= Taekwondo in Mexico =

Taekwondo was introduced to Mexico in 1969 by the Korean-Mexican martial artist Dai-won Moon. With over 1.5 million practitioners and 3,500 schools throughout the country, taekwondo is one of the most popular sports. Mexico has also been competitive internationally in this sport. More than forty Mexican taekwondo athletes have won medals at the World Taekwondo Championships.

The Federación Mexicana de Taekwondo ("Mexican Taekwondo Federation") is the highest representative body in Mexico of the World Taekwondo.

==History==
Taekwondo arrived in Mexico in 1969 thanks to the Korean master Dai Won Moon, who founded the Moo Duk Kwan Association and established the first school, being considered the "father of Mexican taekwondo." From then on, the discipline grew rapidly, consolidating itself as a sport and a self-defense practice. Despite internal divisions and the emergence of other organizations, Mexican taekwondo has achieved notable international successes, including Olympic medals, and has become one of the most practiced martial arts in the country.

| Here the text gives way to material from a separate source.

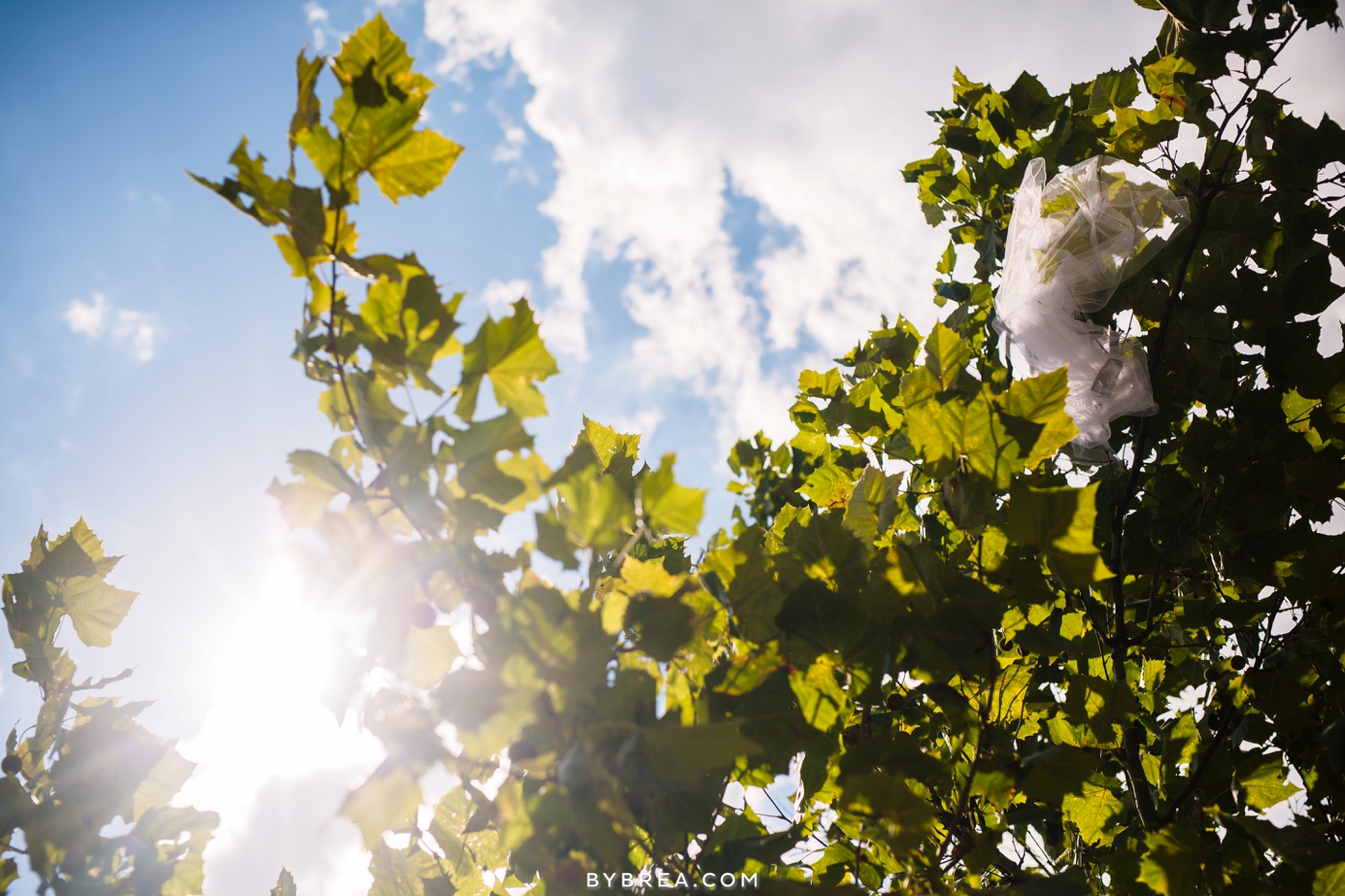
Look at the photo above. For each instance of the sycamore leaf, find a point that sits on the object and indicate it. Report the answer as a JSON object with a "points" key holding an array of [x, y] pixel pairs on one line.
{"points": [[177, 835], [820, 697], [163, 784], [430, 653], [284, 884], [609, 446], [508, 351], [1172, 864], [383, 802], [1059, 522], [96, 608], [669, 507], [686, 755], [945, 354], [907, 818], [1039, 402], [827, 486], [1331, 880], [596, 510], [1263, 786], [417, 166], [322, 472], [950, 429], [1095, 811]]}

Throughout the 1970s and 1980s, the sport grew rapidly. Numerous academies were created throughout the country, and Mexico began to actively participate in international competitions. In 1976, the Federación Mexicana de Taekwondo was created.

The pinnacle of Mexican taekwondo came when the sport was included as a demonstration sport at the 1988 Summer Olympics, and later as an official sport at the 2000 Summer Olympics, where Víctor Estrada won the country's first Olympic medal, taking bronze.

At the 2008 Summer Olympics, María Espinoza surpassed Estrada's result by winning the gold medal, becoming the second Mexican woman to achieve this feat since Soraya Jiménez (2000).